Revenge of the Statisticians: Where Research Goes Wrong
Scientists have recently taken the first-ever photograph of a black hole, sequenced the DNA of a wooly mammoth and discovered that although the earth may not be flat, the deep-space rock Arrokoth sort of is. Another breakthrough has come from the field of mathematics. In 2019, The American Statistician published a special issue in which forty-three prominent scholars debunked a procedure known as the p<0.05-test. (1) This may change our understanding of our world. It certainly should.
If you are unsure what a p<0.05 test is, you are in good company. As Beatrice Grabowski discussed in Journal of the National Cancer Institute, many scholars who rely on this test in their research seem unclear about its nature. (2) Those seeking a precise definition of p<0.05 may consult Grabowski’s article, which is available on-line. A rougher explanation is that the test assesses the probability that, under the assumptions of a specified statistical model, a certain outcome could have occurred by chance.
When research produces outcomes that are unlikely to have occurred randomly, it appears persuasive. Therefore, scholars refer to the odds that results are more than chance as “statistical significance.” Academics in many fields — notably psychology, the so-called social sciences and medicine — have behaved as if studies which generate statistically significant findings self-evidently strengthen the researchers’ hypotheses. The flip side of this is that academics have behaved as if studies which did not achieve statistical significance — or perhaps did not even try — were failures.
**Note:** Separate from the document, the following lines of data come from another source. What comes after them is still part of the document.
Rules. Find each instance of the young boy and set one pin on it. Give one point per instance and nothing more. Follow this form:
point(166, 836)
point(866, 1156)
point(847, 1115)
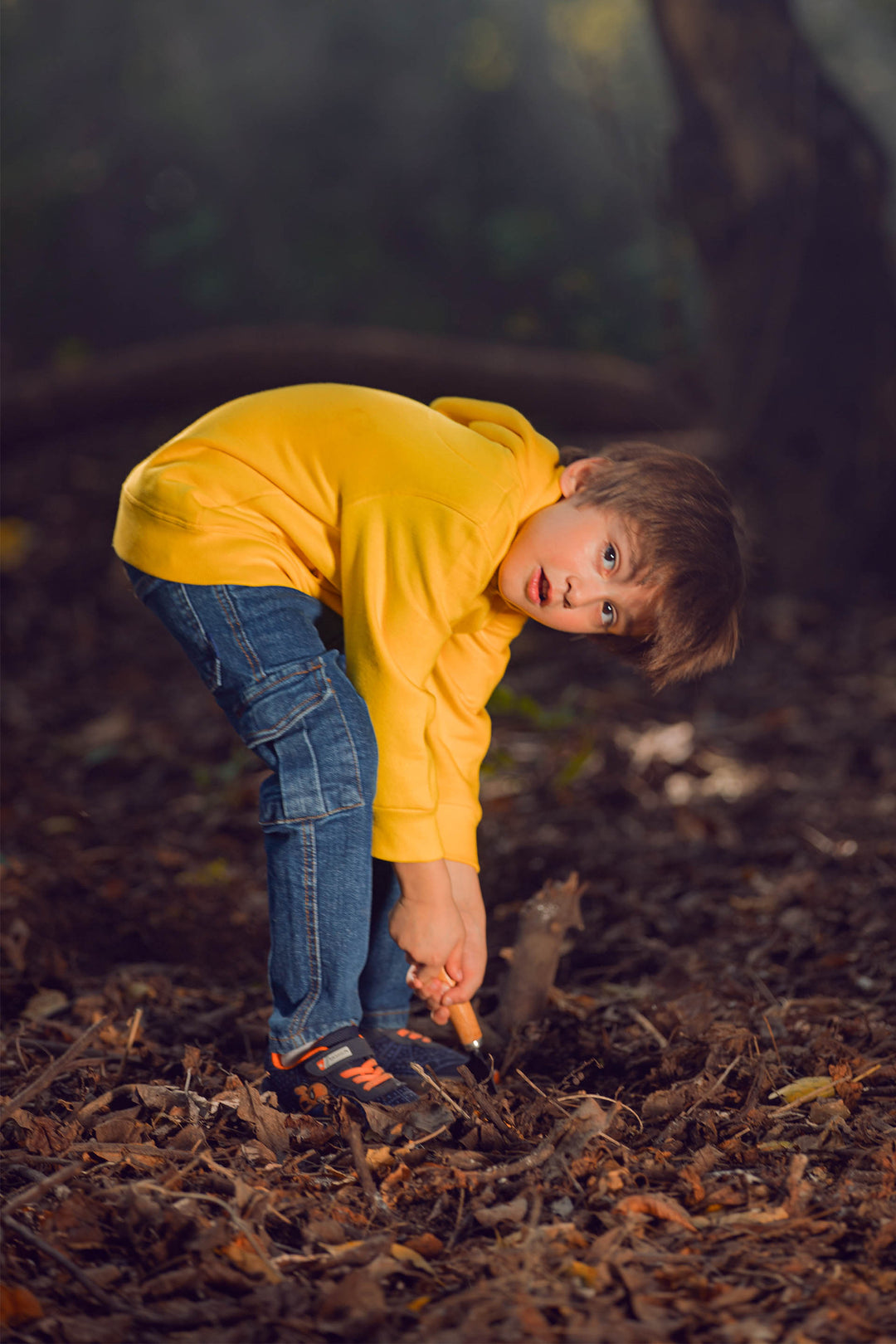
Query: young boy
point(434, 533)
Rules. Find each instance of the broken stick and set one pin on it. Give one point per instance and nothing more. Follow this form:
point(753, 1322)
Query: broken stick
point(544, 921)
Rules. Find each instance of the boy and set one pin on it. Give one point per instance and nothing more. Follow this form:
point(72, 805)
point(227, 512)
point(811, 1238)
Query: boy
point(434, 533)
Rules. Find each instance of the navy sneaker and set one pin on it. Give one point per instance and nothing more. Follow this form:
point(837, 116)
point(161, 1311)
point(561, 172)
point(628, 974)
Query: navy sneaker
point(398, 1050)
point(338, 1064)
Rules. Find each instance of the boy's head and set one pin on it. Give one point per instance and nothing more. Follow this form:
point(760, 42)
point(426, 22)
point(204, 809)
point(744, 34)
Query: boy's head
point(644, 544)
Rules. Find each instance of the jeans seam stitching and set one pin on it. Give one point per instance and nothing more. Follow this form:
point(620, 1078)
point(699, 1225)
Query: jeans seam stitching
point(351, 741)
point(242, 640)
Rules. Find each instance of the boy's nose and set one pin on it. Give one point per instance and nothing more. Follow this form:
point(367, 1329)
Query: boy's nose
point(582, 592)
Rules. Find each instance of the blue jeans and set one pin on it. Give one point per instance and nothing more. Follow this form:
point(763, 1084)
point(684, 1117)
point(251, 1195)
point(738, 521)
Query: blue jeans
point(258, 650)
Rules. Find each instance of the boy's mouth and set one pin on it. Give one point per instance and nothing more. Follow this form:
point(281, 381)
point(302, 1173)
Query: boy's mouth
point(539, 589)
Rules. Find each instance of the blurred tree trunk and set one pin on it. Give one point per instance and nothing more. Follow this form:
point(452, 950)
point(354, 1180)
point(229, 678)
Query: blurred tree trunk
point(783, 188)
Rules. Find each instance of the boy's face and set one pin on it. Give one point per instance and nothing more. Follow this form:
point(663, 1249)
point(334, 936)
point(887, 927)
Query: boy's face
point(572, 566)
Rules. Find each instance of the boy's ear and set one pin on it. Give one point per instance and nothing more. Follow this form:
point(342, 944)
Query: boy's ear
point(575, 475)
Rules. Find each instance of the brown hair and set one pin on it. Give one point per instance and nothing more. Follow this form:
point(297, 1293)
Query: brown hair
point(689, 542)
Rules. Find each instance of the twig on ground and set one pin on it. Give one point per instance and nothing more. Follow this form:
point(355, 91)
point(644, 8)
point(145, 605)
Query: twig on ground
point(425, 1138)
point(50, 1073)
point(32, 1194)
point(129, 1045)
point(535, 1088)
point(446, 1097)
point(455, 1230)
point(249, 1233)
point(544, 921)
point(353, 1136)
point(648, 1025)
point(483, 1099)
point(69, 1265)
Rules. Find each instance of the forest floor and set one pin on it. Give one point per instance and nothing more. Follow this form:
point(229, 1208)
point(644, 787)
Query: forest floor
point(637, 1176)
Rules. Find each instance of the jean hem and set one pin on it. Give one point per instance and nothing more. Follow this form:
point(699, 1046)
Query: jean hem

Since the scientific method revolves around hypothesis testing, this has made p<0.05 supremely important. Much of what scholars in statistically-based fields believe they know is based on it. Unfortunately, an embarrassing amount of this putative knowledge is turning out to be wrong. Another essential tenet of the scientific method is that when scholars perform research, others working independently should be able to do the same things and get the same results. As scholars have double-checked each other’s findings, they have found that perhaps half the studies which produced impeccable p<0.05 values for the original researchers do not work the second time around. (3)
This is not a case of new discoveries making older assumptions obsolete. Statisticians have not learned anything about the p<0.05 test which they did not already know. What is more, the test itself performs as advertised. Few, if any, question its mathematical validity.
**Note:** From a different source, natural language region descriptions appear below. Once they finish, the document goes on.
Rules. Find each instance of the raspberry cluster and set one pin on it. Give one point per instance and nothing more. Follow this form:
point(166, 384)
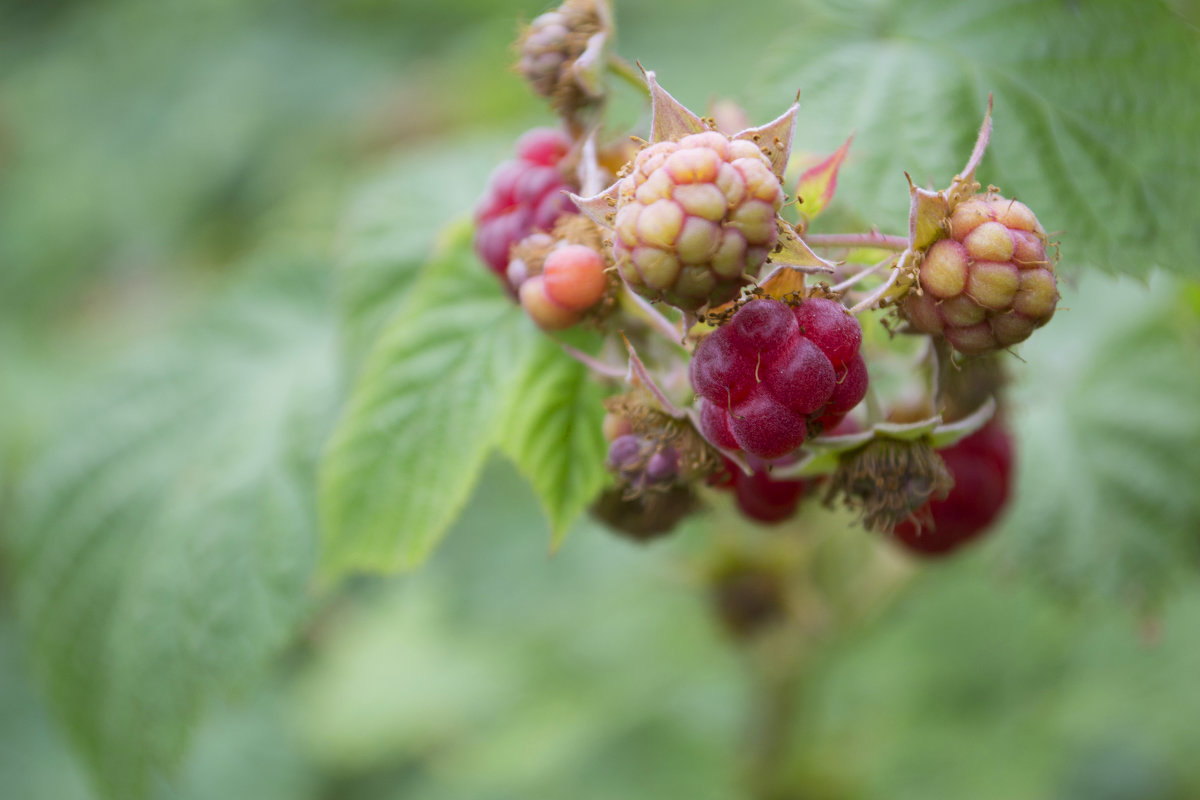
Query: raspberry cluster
point(773, 372)
point(571, 281)
point(982, 467)
point(522, 196)
point(990, 284)
point(694, 217)
point(642, 464)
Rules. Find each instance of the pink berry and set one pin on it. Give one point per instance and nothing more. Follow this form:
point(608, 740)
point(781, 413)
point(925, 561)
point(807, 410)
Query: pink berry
point(575, 276)
point(771, 372)
point(522, 196)
point(541, 307)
The problem is not that testing for statistical significance is wrong. It is that the way in which scholars have been using the test was wrong-headed. A correlation between two variables is only as important as the variables themselves. By focusing excessively on p<0.05 and brushing aside larger questions about what the numbers represent, researchers have produced “significant” measurements of meaningless things.
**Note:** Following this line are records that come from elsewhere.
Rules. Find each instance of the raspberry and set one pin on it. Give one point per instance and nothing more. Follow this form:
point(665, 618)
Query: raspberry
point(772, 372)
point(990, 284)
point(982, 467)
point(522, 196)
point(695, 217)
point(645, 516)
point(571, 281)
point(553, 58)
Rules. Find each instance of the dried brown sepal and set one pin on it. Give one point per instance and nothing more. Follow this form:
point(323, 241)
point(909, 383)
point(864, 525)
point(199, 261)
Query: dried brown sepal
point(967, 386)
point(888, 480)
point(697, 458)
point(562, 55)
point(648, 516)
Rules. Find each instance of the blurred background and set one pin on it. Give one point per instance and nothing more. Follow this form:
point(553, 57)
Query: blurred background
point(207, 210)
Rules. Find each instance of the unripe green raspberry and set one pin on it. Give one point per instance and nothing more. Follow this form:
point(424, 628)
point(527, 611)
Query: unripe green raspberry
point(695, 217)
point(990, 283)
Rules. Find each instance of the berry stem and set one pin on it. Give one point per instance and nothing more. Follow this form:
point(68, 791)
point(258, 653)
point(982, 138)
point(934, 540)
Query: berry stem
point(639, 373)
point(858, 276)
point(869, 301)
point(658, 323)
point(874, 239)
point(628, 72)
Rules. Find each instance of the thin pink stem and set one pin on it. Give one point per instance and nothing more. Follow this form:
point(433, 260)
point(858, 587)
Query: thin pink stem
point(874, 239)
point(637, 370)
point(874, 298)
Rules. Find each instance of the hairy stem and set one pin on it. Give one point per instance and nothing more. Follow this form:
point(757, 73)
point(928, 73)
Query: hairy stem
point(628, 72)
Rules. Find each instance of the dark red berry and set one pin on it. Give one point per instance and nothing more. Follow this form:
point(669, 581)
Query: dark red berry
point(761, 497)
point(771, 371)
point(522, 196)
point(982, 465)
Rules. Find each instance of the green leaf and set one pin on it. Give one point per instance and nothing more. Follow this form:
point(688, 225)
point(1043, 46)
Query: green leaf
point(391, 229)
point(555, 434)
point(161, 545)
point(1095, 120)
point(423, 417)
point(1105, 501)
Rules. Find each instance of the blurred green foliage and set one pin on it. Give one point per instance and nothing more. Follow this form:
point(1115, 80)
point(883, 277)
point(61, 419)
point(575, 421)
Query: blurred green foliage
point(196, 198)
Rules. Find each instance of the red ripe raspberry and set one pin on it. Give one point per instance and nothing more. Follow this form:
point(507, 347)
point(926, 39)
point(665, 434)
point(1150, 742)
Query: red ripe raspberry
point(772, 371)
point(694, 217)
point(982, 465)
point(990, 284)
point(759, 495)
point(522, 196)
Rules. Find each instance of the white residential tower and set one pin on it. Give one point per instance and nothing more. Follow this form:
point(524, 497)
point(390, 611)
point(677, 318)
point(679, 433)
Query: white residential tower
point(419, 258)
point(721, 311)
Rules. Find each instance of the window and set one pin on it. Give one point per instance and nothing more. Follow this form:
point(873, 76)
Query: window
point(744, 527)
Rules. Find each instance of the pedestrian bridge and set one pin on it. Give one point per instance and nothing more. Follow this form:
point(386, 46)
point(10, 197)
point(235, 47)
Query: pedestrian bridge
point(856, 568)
No one should be surprised. Graboski documents scholarly arguments and court cases going back decades which warned about this issue. I participated in the debate in the 1990s and 2000s. Those interested in my thoughts on related matters may consult the article my colleague Dr. and US Army Captain Kevin Falk and I published in the journal of the U.S. Army War College. (4) If I may be permitted a comment in the aftermath of the American Statistician special issue, I would say that I hope researchers will reconsider their methods in light of the statisticians’ points, but that it will be even more important for them to reconsider the aspects of academic culture which allowed a plainly dubious approach to reign at the expense of all others for so long.
1. The American Statistician, Volume 73, Issue sup1 (2019), available on-line, accessed January 9, 2022.
2. Beatrice Grabowski, “P<0.05 Might Not Mean What You Think: American Statistical Association Clarifies P Values,” Journal of the National Cancer Institute, (August 10, 2016), available on-line, accessed January 9, 2022
3. See, for instance, Marc N. Branch, “The ‘Reproducibility Crisis:’ Might the Methods Used Frequently in Behavior-Analysis Research Help?,” Perspectives on Behavior Science, (June 4, 2018), available on-line, accessed January 9, 2022.
Kevin S. Falk and Thomas M. Kane, “The Maginot Mentality in International Relations Models,” Parameters, Vol. 28, No, 2 (Summer 1998), pp. 80–92, available on-line, accessed January 10, 2022.